The op/ed's second point was that
A July 2005 study by Jay Angoff, former Missouri insurance commissioner, found that the payout on malpractice claims over the preceding five years was essentially flat, but that the U.S. malpractice insurance carriers raised doctors' premiums 120.2 percent over the same period.
- This is not a peer reviewed result. The starting and ending points were cherry picked. Ted Frank and I have a short critique of this "report" and others like it. Our critique is also not peer reviewed, but it gives a flavor of the debate. [To be fair, I have been critical of Mr. Angoff's reports before, see, e.g. this post and this one] .
Next, we have the issue of reserving...
During this same period, 12 of the larger malpractice carriers collectively increased their reserves up to a staggering $3.81 billion, which the National Association of Insurance Commissioners reported as excessive. While the industry told the regulators that they needed to increase their reserves to cover "possible future claims" the footnotes in their filings stated that "their projected claims losses are likely materially inaccurate and in the past have also been materially inaccurate." You have to question where all this surplus money is then going.
Three points are important here...
- The NAIC never says reserves are excessive. There job is to develop statistics for solvency regulation and a firm can never be too solvent as far as they are concerned. This is a new take on the story that med mal insurers are increasing their reserves and that they are excessive. The NAIC has a risk based capital formula that tells regulators that they have to intervene if the reserves are too low. If the formula suggests that the insurer has enough capital, the regulator need not intervene in the insurer's affairs.

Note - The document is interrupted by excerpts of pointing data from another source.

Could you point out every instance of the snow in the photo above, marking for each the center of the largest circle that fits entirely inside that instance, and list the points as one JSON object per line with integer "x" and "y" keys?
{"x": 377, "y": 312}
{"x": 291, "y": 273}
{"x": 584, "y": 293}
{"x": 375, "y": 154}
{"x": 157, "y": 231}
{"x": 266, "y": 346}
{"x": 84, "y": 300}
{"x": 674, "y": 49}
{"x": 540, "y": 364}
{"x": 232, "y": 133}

Having capital is prudent. Having reserves is prudent. [Here's a link to a discussion of another Mr. Angoff's reports attacking an insurer for having too much in reserve.]
- Many insurers in med mal are doctor owned mutual insurance companies or reciprocal insurers. This means that when insurers collect premiums they put them in reserve for their customer/owners. If surplus grows to the point that a dividend is given, the customers get their money back. The residual claimant in a mutual or a reciprocal is the customer. To the extent that stock companies offer medical malpractice, they have to compete against doctor owned companies.
- Med mal insurance is notoriously hard to price and to set proper reserves. Prices are high if their is legal uncertainty regarding future claims. Insurers are being honest when they say they believe their estimates to be materially inaccurate. This reserve uncertainty is not caused by doctors, but the state's legal environment.
The trial bar repeatedly makes the same factual errors about insurers. If this was such a good business to be in, the AAJ should start their own med mal carrier and make boatloads of cash --or --if they were truly interested in justice, they could cut prices so that doctors can afford their med mal cover. Seriously, we do not see many insurers clamoring to get into the business. Does this suggest there is a gold mine here?